Protagoniste sono le forze dell’ordine in una visione (una volta tanto!) non conciliante e non buonista. Solo che una serie di dialoghi espositivi affossano la nostra capacità di entrare dentro questa trama, e poi inevitabilmente appoggiandosi così tanto ai dialoghi la componente visiva del film finisce per essere svilita. Sì, i personaggi sono giusti, sono vestiti, truccati e inseriti negli ambienti giusti, il look di tutto Ai confini del male non ha problemi, ma la sua lingua per immagini è poverissima, è un film che inquadra chi sta parlando mentre dice quel che ha capito e non cerca mai di dire qualcosa con il reparto visivo.
Questo terzo lungometraggio da regista di Vincenzo Alfieri (anche montato da Vincenzo Alfieri) è legnoso, gli snodi narrativi non hanno il necessario respiro e anche le molte scene di dialogo non hanno una grande tensione interna. Ci si potrebbe aspettare molto dagli scambi tra Edoardo Pesce e Massimo Popolizio ad esempio, e invece sono sempre una delusione. L’impressione è che sia tutto sbilanciato e questo faccia sì che il film non sfrutti a pieno il proprio potenziale.
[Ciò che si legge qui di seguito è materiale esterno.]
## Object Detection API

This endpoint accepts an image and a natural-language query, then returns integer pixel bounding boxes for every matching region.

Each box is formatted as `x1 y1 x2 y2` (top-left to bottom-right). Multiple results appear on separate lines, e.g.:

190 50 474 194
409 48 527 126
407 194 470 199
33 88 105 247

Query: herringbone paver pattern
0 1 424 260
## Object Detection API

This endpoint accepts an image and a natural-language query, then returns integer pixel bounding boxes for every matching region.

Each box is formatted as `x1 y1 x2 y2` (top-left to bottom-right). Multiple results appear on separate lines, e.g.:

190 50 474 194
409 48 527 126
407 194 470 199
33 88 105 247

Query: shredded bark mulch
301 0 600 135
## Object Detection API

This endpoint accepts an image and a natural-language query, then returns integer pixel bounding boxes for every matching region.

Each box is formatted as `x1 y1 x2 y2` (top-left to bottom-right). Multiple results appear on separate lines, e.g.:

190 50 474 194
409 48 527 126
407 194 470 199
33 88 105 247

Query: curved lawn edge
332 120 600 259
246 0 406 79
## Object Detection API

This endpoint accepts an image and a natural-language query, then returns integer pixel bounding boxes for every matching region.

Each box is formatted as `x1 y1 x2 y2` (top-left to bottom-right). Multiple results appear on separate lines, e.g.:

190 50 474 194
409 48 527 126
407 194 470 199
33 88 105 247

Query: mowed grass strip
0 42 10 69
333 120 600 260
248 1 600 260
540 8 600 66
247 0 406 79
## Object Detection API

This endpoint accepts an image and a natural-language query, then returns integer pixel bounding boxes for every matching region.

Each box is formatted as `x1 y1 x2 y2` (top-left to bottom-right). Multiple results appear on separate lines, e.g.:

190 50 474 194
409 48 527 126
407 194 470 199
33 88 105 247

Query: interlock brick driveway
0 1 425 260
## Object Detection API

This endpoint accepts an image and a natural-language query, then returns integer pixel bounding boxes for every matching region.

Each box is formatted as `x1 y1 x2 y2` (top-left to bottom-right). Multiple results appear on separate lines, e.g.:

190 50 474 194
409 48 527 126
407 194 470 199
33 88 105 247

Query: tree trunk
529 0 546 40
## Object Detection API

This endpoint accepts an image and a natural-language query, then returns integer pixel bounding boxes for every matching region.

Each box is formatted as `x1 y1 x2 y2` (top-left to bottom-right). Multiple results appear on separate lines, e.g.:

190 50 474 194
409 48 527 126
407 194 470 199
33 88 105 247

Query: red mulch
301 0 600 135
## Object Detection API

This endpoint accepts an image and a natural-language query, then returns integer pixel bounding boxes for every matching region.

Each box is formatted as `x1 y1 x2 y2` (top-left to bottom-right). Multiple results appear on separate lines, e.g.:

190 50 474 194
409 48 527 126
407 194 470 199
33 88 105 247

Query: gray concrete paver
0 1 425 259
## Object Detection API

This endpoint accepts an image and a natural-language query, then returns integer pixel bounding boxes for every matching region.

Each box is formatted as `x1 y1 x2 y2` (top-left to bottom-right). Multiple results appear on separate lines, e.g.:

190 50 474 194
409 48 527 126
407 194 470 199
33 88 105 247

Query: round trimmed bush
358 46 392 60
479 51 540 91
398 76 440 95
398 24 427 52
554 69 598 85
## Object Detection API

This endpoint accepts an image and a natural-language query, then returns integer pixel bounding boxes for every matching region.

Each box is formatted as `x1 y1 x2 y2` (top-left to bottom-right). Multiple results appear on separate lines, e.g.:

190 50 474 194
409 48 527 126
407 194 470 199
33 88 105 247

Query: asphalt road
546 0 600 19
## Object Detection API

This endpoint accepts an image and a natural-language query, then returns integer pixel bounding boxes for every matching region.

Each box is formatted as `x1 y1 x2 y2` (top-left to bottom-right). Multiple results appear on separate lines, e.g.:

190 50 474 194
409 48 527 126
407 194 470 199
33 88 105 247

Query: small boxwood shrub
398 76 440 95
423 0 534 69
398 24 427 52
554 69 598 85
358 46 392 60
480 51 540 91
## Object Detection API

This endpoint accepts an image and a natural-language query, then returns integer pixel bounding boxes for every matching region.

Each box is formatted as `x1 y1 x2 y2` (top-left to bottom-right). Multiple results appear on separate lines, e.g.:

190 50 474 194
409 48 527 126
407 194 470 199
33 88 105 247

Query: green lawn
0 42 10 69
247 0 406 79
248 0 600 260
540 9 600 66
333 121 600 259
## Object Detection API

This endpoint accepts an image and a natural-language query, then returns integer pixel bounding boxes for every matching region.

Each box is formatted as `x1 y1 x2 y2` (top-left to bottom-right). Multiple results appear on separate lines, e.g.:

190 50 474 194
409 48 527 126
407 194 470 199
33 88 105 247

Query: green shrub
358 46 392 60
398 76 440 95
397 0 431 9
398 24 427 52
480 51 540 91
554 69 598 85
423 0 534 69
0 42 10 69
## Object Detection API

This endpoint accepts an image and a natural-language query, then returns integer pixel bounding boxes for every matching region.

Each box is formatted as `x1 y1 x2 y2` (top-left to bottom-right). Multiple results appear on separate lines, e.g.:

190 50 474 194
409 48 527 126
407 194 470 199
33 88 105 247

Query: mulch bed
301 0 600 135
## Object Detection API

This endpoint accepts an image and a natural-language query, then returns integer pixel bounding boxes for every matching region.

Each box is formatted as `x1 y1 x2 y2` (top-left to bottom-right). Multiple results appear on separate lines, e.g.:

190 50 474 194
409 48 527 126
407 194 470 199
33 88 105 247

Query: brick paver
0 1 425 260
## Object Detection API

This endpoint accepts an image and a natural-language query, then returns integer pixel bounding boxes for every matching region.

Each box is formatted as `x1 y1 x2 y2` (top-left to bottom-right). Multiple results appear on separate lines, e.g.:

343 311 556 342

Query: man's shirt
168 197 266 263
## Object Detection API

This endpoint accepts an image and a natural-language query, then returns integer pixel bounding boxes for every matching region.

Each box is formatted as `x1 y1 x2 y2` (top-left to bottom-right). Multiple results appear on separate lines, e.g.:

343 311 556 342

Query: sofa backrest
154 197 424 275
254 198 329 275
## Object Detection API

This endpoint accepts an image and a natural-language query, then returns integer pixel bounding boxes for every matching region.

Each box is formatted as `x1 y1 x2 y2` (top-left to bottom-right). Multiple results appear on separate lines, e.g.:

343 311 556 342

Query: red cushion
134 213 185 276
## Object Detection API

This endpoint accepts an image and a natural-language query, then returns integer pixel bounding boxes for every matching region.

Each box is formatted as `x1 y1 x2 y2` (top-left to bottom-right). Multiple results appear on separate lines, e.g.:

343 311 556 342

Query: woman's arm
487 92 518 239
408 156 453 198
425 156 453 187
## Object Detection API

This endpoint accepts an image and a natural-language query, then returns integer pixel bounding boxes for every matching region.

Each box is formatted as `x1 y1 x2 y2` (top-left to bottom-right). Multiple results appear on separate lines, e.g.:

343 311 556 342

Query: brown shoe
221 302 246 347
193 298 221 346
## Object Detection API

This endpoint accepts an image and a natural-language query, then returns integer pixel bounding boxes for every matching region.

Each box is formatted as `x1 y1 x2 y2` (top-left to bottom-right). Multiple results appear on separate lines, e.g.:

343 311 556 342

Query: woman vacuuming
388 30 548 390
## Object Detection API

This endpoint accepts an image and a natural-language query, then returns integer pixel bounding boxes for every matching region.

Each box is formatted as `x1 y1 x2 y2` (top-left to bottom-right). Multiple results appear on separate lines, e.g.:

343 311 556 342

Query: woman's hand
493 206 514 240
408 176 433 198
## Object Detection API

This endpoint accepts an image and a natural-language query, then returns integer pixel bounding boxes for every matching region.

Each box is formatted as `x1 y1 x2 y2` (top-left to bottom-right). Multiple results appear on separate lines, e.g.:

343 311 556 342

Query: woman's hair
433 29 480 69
Allo stesso modo Ai confini del male suona corretto, ha senza dubbio la volontà migliore, conosce quel che vuole fare, è chiaro che si misura con un genere e delle idee con le quali ha confidenza e addirittura non tira indietro la mano, cosa inusuale per un noir italiano! Non ha paura del sangue o delle parti più aspre della sua storia. Eppure la maniera in cui allunga le scene, fatica a portare avanti i dialoghi e usa male la lingua delle immagini riesce a rendere tutto, misteriosamente, non interessante.